El terremoto de la Arcadia se saldó con sesenta y seis ediciones en idioma italiano durante todo el Cinquecento, y la traducción a todos los idiomas que marcaban el canon europeo. Habría que unir este éxito al altavoz de la literatura arcadiana que supuso Garcilaso dentro de una cultura, la hispánica, que ya comenzaba a colocar los cimientos de lo que terminaría siendo: la potencia cultural más importante del barroco. El resultado no tardó en llegar.

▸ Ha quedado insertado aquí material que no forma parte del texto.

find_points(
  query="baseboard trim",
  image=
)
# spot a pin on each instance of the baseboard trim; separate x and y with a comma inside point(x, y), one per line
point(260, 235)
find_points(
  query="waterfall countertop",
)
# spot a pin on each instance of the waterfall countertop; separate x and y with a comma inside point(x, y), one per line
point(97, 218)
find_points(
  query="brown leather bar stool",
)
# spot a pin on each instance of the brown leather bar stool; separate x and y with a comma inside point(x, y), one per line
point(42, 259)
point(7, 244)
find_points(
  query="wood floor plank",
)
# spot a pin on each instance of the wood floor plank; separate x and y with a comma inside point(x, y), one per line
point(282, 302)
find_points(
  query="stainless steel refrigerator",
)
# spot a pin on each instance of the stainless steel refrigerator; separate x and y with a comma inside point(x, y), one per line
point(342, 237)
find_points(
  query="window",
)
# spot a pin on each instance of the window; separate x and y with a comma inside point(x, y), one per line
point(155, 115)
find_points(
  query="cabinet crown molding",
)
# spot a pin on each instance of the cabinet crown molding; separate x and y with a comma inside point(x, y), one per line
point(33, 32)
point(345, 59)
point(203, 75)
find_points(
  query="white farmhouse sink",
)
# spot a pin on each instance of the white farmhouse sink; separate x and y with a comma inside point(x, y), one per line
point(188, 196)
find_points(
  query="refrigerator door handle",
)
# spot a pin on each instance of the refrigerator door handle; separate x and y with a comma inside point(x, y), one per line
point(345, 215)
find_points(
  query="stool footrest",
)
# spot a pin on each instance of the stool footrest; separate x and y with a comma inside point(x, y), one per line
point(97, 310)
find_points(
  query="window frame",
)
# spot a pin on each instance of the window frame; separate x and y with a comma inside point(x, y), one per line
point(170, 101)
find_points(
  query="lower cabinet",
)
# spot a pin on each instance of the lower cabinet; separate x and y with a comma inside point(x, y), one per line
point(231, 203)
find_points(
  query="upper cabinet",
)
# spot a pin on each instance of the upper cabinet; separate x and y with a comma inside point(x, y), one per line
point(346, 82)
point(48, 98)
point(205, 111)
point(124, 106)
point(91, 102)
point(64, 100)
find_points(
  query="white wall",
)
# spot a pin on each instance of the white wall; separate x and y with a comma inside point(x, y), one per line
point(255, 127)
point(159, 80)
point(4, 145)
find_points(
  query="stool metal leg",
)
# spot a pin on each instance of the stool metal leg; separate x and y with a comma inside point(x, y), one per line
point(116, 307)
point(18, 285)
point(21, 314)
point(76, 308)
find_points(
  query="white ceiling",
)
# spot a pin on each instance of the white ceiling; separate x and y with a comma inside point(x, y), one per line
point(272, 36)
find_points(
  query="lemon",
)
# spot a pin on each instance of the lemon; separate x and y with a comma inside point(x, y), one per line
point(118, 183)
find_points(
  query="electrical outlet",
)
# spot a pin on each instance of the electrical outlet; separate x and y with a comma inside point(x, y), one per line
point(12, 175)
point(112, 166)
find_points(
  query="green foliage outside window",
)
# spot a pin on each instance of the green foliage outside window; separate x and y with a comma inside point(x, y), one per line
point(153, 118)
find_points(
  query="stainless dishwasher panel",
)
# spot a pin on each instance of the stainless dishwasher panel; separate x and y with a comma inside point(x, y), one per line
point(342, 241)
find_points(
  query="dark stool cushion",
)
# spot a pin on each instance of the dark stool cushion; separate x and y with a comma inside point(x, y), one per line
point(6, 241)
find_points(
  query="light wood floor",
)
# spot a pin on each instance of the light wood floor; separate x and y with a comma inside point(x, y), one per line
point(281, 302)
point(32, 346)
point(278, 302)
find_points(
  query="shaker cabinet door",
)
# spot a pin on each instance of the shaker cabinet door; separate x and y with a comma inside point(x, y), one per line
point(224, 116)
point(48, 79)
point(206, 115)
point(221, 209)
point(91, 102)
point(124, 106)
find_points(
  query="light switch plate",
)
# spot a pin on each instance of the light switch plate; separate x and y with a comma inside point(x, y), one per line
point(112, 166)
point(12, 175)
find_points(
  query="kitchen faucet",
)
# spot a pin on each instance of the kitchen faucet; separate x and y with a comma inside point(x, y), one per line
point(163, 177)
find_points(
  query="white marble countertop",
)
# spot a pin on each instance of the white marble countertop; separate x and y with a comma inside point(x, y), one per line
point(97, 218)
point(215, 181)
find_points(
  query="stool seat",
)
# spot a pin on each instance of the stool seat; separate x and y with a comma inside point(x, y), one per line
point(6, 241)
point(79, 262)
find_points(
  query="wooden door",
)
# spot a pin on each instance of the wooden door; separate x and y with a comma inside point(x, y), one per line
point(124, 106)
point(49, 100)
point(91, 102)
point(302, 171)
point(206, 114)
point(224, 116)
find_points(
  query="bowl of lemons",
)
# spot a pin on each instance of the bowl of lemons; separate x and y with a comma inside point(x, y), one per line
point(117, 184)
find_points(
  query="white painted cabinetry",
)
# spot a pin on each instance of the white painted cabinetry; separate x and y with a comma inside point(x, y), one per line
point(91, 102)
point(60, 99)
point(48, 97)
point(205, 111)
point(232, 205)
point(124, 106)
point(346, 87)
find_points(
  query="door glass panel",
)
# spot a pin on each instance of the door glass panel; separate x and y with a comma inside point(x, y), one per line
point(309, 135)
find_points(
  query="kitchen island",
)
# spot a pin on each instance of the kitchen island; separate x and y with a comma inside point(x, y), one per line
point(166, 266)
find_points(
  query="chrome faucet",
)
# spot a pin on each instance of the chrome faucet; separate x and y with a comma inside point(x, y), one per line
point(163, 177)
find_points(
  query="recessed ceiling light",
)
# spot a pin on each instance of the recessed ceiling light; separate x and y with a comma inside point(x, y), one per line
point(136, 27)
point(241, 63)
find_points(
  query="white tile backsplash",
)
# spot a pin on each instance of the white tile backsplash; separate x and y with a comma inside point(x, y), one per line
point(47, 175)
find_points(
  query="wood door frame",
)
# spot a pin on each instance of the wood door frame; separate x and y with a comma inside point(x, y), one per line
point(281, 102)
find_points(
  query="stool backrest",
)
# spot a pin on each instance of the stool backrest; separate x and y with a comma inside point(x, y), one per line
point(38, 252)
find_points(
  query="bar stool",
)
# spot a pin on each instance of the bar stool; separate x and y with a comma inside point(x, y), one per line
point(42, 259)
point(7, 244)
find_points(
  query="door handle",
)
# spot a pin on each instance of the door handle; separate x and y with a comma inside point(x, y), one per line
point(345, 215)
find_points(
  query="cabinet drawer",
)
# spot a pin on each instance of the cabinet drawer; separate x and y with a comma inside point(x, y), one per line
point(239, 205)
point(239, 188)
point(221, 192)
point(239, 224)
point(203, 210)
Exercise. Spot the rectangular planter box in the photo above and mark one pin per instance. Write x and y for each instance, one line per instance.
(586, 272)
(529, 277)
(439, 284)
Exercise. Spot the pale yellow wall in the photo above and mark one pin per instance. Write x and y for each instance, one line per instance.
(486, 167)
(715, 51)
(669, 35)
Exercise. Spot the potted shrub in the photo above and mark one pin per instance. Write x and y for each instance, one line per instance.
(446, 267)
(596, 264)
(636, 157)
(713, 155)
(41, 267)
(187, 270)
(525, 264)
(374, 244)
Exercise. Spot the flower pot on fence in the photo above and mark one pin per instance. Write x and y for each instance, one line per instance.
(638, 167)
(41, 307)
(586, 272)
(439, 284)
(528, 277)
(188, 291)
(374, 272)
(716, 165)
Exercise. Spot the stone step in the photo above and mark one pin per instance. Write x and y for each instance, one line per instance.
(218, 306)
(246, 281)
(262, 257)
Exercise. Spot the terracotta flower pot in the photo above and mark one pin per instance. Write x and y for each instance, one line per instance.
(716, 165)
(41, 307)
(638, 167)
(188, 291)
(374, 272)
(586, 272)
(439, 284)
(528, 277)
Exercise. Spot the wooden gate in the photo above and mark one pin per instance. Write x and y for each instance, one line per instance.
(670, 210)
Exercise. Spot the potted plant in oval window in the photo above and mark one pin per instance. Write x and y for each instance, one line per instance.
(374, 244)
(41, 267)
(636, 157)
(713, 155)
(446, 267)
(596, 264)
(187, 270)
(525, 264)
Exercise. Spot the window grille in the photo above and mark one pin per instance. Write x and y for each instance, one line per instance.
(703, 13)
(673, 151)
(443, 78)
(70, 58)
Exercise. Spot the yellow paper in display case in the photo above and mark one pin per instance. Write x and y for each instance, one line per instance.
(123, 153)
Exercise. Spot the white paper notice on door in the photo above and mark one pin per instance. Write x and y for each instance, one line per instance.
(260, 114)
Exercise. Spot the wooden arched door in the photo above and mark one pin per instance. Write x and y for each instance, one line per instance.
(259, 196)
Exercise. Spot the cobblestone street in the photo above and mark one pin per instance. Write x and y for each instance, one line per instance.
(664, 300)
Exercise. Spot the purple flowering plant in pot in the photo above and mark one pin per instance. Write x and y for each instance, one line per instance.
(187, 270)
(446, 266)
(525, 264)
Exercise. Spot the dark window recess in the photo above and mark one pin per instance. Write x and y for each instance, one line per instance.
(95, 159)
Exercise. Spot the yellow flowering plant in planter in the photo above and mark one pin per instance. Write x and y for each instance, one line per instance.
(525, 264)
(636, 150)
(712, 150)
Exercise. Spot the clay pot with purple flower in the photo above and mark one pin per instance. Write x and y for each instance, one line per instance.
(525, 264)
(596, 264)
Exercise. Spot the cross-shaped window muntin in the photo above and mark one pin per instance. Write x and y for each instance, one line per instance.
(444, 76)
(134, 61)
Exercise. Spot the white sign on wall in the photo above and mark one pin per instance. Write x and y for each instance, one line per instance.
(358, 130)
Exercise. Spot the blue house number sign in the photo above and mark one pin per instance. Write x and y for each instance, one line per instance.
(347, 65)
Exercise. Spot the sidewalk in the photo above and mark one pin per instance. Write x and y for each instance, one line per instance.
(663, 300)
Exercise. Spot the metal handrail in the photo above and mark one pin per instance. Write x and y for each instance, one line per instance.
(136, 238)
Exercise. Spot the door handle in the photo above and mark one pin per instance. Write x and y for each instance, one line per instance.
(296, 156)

Allende nuestra cultura, Philip Sidney, en muchos aspectos un faro para Shakespeare, publicó La Arcadia de la Condesa de Pembroke, cuyo nombre ya remite inevitablemente a nuestros protagonistas. De las tripas de esta Arcadia de Sidney nace Pamela o la virtud recompensada, de Samuel Richardson. En la cultura francesa, esta influencia no es menor. La Astrea, de Honoré d’Urfé, novela clave en el devenir de la prosa europea, también bebe abundantemente de la fuente sannazariana. La Diane Françoise, de Du Verdier; Polexandre, de Gomberville; la anónima Le Tolédan; e incluso, ya en el XVIII, La Nouvelle Héloïse, de Rousseau; contribuyen a afianzar el rastro de migas de pan arcadiano que ya nunca se perdería.

En la cultura hispana la influencia es total gracias al puente garcilasista. Su eco en la famosísima Diana de Montemayor, una de las cotas de la novela pastoril en lengua castellana, conecta con Fray Luis de León, quizás, de entre todos los poetas de habla hispana, el que mejor supo fundirse con la naturaleza a través del beatus ille. De ahí, el salto al barroco. Lope de Vega compuso su propia Arcadia, que llegó a ser la obra más leída del escritor más famoso de la época. Cervantes escribió su Galatea, la primera incursión en el prestigio clásico de la novela pastoril; el Polifemo gongorino también acude al mito de la Arcadia; e incluso su influencia se deja notar en la novela entre novelas: El ingenioso hidalgo Don Quijote de la Mancha.